Here are four photos of downtown Chicago I’ve taken from my crib over the last two weeks. The weather has been variable, and I’ve taken them in storm, sun, sunrise, and sunset.
Storm coming:
After-storm fog; Lake Michigan is still cold from winter, causing fog when the air is warm.
Sunrise yesterday:
Sunrise this morning:
And, at the end, there’s lagniappe: a bowl of mapo dofu (“Pock-marked Ma’s Bean Curd”) from the Lao Sze Chuan restaurant, one of my favorites in Chicago. This was only one dish in a meal with friends, but I was so famished that I forgot to photograph the other plates before nomming. I asked for ground pork to be added, as is traditional in Chengdu, Szechuan, where I had this dish at the very restaurant where it was invented.
This is a classic Szechuan dish, very hot with peppers, but is best served only slightly warm in temperature, just a tad above ambient (I like the leftovers). It’s made with tofu, scallions, a variety of spices, red chiles, and, most important, the fragrant Szechuan peppercorns, hua jiao. Somehow the ones the restaurant gets are better than the ones I can buy at the Chinese grocery.
Crib?
Do you mean to tell us that there is Chinese food other than meat and vegetables stir fried in brown sauce? Next, you will say that there is Mexican food other than greasy Tex-Mex.
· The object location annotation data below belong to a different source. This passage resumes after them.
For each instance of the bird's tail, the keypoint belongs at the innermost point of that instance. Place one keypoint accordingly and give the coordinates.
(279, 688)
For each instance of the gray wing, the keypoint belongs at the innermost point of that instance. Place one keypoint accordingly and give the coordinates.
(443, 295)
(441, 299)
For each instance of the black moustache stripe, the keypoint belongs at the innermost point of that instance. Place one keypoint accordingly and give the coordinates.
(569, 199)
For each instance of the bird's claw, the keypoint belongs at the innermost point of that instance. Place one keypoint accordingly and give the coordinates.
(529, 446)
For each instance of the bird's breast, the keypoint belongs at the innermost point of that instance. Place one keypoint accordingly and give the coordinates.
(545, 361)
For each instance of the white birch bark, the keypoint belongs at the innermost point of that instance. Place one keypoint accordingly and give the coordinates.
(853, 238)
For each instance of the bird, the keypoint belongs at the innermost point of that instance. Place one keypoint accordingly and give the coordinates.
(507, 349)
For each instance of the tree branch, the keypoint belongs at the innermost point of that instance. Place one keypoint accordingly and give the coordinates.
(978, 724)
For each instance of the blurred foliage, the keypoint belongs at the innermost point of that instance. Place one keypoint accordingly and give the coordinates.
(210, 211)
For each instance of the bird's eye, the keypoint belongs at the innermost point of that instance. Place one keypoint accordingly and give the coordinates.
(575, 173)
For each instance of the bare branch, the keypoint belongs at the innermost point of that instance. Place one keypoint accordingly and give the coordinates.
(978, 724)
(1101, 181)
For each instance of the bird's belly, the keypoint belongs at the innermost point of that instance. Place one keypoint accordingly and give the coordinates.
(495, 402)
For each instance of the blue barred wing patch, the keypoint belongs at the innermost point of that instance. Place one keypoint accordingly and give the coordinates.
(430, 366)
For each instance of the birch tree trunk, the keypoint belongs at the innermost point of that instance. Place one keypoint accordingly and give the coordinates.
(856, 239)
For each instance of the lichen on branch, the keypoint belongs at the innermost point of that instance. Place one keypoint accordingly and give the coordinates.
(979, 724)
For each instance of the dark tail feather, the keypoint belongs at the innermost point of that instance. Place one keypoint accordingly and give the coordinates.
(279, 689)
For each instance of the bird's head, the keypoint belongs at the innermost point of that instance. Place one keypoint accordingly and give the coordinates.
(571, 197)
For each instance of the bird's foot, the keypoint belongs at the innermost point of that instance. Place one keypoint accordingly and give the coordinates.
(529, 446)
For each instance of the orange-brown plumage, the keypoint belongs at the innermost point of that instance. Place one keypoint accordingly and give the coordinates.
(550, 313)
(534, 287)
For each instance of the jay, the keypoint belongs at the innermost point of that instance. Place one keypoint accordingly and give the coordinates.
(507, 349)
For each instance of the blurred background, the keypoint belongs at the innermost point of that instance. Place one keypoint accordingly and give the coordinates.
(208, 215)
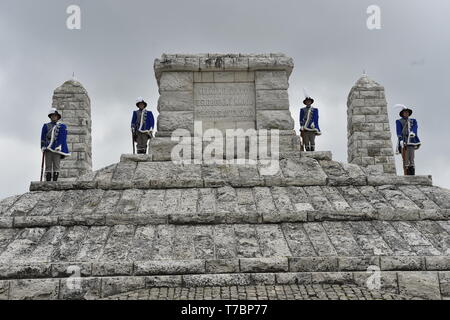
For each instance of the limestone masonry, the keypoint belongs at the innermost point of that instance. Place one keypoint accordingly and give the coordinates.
(146, 222)
(74, 104)
(369, 135)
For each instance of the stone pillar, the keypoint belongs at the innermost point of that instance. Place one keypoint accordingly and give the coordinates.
(73, 102)
(369, 135)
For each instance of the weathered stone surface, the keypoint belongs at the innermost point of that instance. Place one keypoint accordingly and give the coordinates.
(274, 119)
(272, 100)
(263, 264)
(176, 81)
(419, 284)
(169, 267)
(313, 264)
(34, 289)
(271, 80)
(368, 128)
(172, 120)
(72, 101)
(176, 101)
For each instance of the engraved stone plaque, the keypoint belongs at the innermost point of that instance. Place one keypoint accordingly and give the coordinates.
(225, 105)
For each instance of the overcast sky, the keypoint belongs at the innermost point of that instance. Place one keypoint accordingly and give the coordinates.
(113, 53)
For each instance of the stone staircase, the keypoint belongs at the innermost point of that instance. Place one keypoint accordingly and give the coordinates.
(142, 223)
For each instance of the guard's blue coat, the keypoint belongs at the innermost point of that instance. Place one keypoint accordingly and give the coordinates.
(58, 141)
(145, 123)
(409, 140)
(313, 123)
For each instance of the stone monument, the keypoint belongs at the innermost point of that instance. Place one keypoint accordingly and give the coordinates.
(223, 91)
(368, 130)
(72, 101)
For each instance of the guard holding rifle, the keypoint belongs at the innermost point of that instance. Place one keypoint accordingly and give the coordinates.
(53, 145)
(142, 124)
(309, 124)
(408, 140)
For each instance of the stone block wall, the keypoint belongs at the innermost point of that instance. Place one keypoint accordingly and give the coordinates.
(72, 101)
(259, 82)
(368, 130)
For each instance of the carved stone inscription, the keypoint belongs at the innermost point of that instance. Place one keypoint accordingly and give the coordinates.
(219, 104)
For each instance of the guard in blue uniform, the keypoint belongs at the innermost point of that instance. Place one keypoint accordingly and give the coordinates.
(309, 124)
(408, 140)
(54, 144)
(142, 124)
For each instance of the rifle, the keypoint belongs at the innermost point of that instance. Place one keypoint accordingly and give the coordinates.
(132, 141)
(42, 165)
(405, 169)
(302, 144)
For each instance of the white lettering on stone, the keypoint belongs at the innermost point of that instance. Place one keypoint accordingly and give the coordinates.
(224, 102)
(374, 20)
(73, 22)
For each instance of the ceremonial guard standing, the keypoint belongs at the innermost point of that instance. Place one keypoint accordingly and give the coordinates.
(142, 125)
(309, 124)
(408, 140)
(53, 145)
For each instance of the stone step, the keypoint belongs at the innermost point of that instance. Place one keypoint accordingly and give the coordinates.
(225, 205)
(166, 267)
(420, 284)
(262, 292)
(199, 243)
(139, 219)
(136, 172)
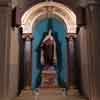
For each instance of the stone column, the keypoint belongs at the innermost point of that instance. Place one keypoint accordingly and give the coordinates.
(28, 59)
(5, 33)
(72, 88)
(93, 48)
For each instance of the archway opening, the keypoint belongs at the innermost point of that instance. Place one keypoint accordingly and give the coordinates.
(59, 34)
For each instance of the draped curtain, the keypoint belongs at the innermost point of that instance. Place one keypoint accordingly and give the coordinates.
(39, 33)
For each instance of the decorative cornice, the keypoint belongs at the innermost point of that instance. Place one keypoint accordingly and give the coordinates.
(27, 36)
(71, 35)
(5, 3)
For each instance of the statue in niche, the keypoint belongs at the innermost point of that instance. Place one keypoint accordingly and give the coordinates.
(48, 50)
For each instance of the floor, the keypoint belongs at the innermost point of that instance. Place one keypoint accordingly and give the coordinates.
(47, 94)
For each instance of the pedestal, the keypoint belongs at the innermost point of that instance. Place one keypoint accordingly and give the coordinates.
(49, 78)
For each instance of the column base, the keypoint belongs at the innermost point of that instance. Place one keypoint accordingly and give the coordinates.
(72, 91)
(27, 88)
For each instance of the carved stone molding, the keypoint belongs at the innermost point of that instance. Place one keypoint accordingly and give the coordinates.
(52, 9)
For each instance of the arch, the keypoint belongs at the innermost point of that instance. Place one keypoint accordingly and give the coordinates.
(54, 9)
(58, 31)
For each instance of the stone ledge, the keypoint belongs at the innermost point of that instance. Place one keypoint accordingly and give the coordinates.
(5, 3)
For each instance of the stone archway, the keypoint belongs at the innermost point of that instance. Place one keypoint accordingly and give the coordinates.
(54, 9)
(49, 9)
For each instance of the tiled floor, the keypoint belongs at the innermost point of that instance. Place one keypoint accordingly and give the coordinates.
(47, 94)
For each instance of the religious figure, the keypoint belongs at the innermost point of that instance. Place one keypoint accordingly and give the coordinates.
(48, 50)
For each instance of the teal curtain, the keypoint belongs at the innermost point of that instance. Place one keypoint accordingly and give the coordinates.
(39, 32)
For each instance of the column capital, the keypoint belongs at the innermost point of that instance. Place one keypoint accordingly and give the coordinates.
(71, 36)
(5, 3)
(27, 36)
(93, 2)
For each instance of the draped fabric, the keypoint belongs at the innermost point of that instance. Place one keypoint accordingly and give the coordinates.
(48, 51)
(61, 49)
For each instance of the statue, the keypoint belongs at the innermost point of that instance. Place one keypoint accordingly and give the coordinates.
(48, 50)
(48, 60)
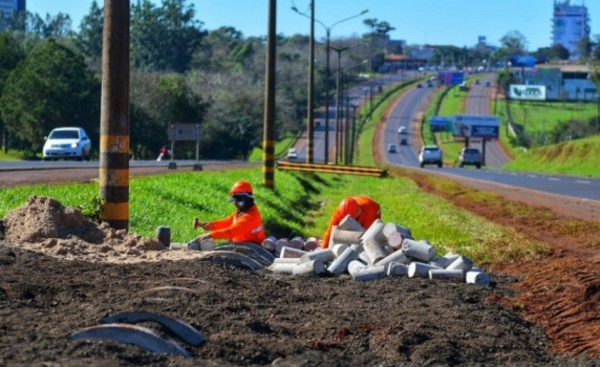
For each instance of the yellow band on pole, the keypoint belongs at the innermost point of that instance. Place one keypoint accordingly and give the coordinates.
(114, 144)
(114, 211)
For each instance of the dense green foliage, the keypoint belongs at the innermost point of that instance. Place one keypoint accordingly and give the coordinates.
(51, 87)
(300, 205)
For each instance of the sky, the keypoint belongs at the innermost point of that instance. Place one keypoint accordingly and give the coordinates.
(437, 22)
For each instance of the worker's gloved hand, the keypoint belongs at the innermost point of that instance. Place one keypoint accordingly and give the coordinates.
(203, 237)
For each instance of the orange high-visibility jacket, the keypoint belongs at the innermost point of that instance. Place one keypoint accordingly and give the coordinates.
(370, 211)
(239, 227)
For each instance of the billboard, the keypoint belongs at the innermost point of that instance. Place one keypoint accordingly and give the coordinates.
(451, 77)
(527, 92)
(522, 61)
(476, 126)
(441, 123)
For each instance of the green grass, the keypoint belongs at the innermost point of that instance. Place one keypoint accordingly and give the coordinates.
(538, 117)
(578, 157)
(281, 148)
(300, 205)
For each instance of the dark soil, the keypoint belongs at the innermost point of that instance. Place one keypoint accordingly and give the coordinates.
(256, 318)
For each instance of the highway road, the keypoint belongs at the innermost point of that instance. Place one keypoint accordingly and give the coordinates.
(358, 96)
(407, 109)
(478, 103)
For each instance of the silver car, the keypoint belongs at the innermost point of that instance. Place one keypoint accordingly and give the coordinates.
(67, 142)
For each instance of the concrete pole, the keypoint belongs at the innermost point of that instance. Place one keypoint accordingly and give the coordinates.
(311, 87)
(114, 116)
(269, 119)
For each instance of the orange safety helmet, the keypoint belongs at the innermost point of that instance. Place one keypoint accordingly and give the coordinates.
(241, 187)
(350, 206)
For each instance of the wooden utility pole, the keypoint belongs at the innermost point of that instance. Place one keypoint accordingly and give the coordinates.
(269, 119)
(114, 116)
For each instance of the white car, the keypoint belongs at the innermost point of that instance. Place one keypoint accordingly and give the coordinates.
(430, 154)
(67, 142)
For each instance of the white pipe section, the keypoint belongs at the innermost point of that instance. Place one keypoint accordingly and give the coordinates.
(478, 277)
(395, 257)
(338, 249)
(287, 260)
(443, 274)
(375, 232)
(397, 270)
(269, 243)
(461, 263)
(350, 224)
(419, 270)
(390, 228)
(345, 237)
(444, 261)
(297, 242)
(340, 265)
(311, 244)
(279, 244)
(323, 255)
(314, 267)
(282, 268)
(419, 250)
(370, 273)
(395, 240)
(287, 252)
(364, 257)
(374, 249)
(355, 265)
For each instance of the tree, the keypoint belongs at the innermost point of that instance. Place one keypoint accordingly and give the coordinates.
(50, 88)
(513, 43)
(89, 38)
(11, 55)
(164, 38)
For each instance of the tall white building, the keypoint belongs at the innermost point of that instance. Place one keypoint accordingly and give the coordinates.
(569, 25)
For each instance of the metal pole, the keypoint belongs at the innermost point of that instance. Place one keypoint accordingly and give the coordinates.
(269, 119)
(327, 87)
(337, 109)
(114, 116)
(353, 139)
(311, 86)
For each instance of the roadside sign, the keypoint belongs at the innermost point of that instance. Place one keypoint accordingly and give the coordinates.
(527, 92)
(476, 126)
(184, 132)
(441, 123)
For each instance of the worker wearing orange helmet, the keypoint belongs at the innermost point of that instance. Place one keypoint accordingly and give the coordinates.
(364, 209)
(244, 225)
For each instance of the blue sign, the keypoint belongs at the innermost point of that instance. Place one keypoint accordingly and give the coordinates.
(522, 61)
(488, 132)
(438, 123)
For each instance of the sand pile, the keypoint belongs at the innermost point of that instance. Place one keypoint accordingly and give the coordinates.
(44, 224)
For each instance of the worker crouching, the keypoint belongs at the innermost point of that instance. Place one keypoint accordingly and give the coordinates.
(244, 225)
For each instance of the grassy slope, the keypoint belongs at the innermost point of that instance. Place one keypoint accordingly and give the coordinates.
(300, 205)
(578, 157)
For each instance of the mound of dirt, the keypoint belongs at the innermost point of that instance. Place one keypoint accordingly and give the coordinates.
(44, 224)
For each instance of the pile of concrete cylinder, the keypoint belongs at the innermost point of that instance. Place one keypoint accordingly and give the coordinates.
(384, 249)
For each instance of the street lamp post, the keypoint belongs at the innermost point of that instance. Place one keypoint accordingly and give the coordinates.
(337, 102)
(328, 68)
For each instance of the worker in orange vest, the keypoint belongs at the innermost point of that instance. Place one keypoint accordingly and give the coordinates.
(244, 225)
(364, 209)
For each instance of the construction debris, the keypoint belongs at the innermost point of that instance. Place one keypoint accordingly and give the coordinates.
(383, 249)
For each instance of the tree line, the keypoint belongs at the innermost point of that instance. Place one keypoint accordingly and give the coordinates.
(180, 73)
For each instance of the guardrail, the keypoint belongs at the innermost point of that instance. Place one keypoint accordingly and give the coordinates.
(328, 168)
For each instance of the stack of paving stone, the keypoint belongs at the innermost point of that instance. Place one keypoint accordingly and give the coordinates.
(384, 249)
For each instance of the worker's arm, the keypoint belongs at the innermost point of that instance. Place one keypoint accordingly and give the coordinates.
(242, 224)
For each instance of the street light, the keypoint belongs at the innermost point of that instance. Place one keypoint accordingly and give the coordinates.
(337, 101)
(328, 68)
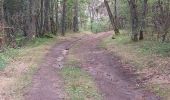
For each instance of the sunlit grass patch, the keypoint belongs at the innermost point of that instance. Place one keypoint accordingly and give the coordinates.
(79, 84)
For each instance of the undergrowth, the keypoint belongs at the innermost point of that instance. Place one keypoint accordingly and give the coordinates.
(10, 54)
(78, 83)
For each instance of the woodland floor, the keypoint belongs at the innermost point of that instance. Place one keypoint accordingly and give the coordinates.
(111, 80)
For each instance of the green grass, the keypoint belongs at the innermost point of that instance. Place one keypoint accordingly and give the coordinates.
(78, 83)
(145, 46)
(11, 53)
(7, 56)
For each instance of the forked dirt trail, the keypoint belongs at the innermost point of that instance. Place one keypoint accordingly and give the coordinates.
(105, 69)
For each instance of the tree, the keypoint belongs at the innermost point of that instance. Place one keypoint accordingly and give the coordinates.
(64, 17)
(75, 18)
(113, 22)
(134, 19)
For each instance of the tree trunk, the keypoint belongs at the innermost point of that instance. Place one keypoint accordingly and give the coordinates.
(64, 18)
(75, 18)
(46, 16)
(134, 19)
(115, 27)
(143, 22)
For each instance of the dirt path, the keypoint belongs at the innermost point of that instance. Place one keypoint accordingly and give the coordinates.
(113, 82)
(106, 71)
(47, 84)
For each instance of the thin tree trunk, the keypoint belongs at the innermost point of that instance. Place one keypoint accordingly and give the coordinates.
(115, 27)
(134, 19)
(64, 18)
(75, 18)
(143, 23)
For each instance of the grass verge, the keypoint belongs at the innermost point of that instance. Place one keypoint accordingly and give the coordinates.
(19, 65)
(78, 84)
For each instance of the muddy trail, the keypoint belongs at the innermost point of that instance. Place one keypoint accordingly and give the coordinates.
(113, 82)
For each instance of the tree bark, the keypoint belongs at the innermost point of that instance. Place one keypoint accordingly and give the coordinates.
(134, 19)
(115, 27)
(143, 22)
(75, 18)
(64, 18)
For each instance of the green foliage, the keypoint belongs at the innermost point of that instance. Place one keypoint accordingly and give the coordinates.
(7, 56)
(13, 6)
(146, 46)
(10, 53)
(99, 26)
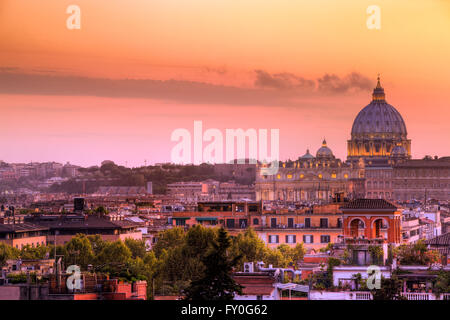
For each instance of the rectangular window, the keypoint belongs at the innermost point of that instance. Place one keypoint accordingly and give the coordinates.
(291, 238)
(180, 222)
(273, 239)
(323, 222)
(230, 223)
(242, 223)
(307, 222)
(290, 222)
(273, 222)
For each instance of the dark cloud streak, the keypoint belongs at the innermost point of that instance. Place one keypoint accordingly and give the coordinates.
(281, 89)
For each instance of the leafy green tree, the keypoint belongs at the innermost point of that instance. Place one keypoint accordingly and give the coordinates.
(442, 283)
(167, 239)
(276, 257)
(113, 257)
(97, 243)
(29, 253)
(137, 248)
(249, 246)
(416, 254)
(7, 252)
(78, 251)
(217, 282)
(390, 289)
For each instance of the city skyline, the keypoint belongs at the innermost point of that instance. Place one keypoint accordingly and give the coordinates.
(65, 97)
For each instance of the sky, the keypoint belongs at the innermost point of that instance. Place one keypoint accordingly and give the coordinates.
(137, 70)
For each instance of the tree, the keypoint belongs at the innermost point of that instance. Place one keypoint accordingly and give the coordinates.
(171, 238)
(249, 246)
(29, 253)
(137, 248)
(7, 252)
(390, 289)
(217, 282)
(78, 251)
(113, 257)
(417, 254)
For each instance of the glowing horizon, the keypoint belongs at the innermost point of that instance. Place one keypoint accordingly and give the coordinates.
(306, 68)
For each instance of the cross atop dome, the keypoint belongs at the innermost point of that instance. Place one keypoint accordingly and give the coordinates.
(378, 92)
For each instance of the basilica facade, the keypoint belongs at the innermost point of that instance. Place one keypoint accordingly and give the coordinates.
(378, 165)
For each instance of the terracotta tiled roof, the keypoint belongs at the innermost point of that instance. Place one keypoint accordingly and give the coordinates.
(369, 204)
(440, 243)
(21, 227)
(257, 285)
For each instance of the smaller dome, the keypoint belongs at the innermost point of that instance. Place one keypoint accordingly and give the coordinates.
(307, 155)
(324, 151)
(398, 151)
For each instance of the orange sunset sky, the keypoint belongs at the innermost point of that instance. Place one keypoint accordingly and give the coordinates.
(137, 70)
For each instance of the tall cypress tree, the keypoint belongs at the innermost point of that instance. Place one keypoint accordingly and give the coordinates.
(217, 282)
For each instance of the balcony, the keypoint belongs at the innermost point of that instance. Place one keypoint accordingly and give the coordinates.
(366, 295)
Could be the hua jiao are the same ones as the grocer has but the cook in the restaurant is doing something to them but not telling you.
No, they can’t do anything to them: they’re like hard, dried, berries. It seems that the ones the restaurant uses are simply more fragrant than the ones I buy, and you can tell that from the dish. It could be that they’re fresher, or that the restaurant simply has a better source.
I have to say though that I do make a mean mapo dofu.
Any chance you’d be willing to share your recipe?
I generally soak some black beans (douchi) in sherry, mash them into a paste, and then mix in crushed hot Chinese peppers, fresh-ground hua jiao, homemade chicken broth, soy sauce, and some not-mashed black beans. The tofu marinates in that while I mince up garlic and ginger and slice up some green onions. Then, I stir-fry ground pork, remove the pork to the sauce / tofu bowl, briefly cook the garlic and ginger, add the sauce / tofu / pork, and cover for a few minutes. I might or might not bind it with starch, but I always add the green onions and a good drizzle of sesame oil just before serving.
I’d be really interested to know how you do it….
b&
I used to go Chicago just for Chinese food. If you eat in a famous sichuan restaurant , Normally the “hua jiao” should be from Sichuan directly, since Chinese “hua jiao” is different from black pepper, and Sichuan “hua jiao” is much more stronger than “hua jiao” from regular “hua jiao”. When I went to zoo in Chengdu on a weekday, there were more than 10 pandas on display and I was the only visitor! :))
I like Chinese food but I avoid it now because the use of MSG gives me a wicked migraine within about 8 hours of consuming it. I went to a Chinese mall in Toronto (Pacific Mall) and managed to find a Japanese restaurant to eat at after much searching.
I love mapo tofu! But I am more used to the Japanese variant. I am not sure what the exact difference is, maybe the spice/paste they use … ? We made it often in Japan, and still do now. We had one once in a restaurant in chinatown in San Francisco; but even though the restaurant was recommended to us by the Chinese owners of the hotel where were staying, the restaurant and its mapo tofu were a disappointment …
Oh that looks great.
When I was in Chicago last week I was dying to go to the Mexican restaurant Jerry posted about a while back. However I was with my son who has a peanut allergy (and they used peanuts in the kitchen of that restaurant), which rather severely limits the options for “foodie adventures.”
I”ll have to try Chicago again some time and re-visit Jerry’s noms posts.
You can toast hua jiao in a dry skillet over medium heat until fragrant (45 seconds or so). This makes them nuttier and releases essential oils increasing their flavor. Also, Penzey’s spices has the best hua jiao I’ve had. In general Penzey’s is where I go for all my spices…esp. dried chilies…simply the best.
That is one bowl of amazing.
Professor, perhaps I watch too much television, but is it not possible for some sufficiently motivated individual to use the photos you’ve taken over time to find where you live?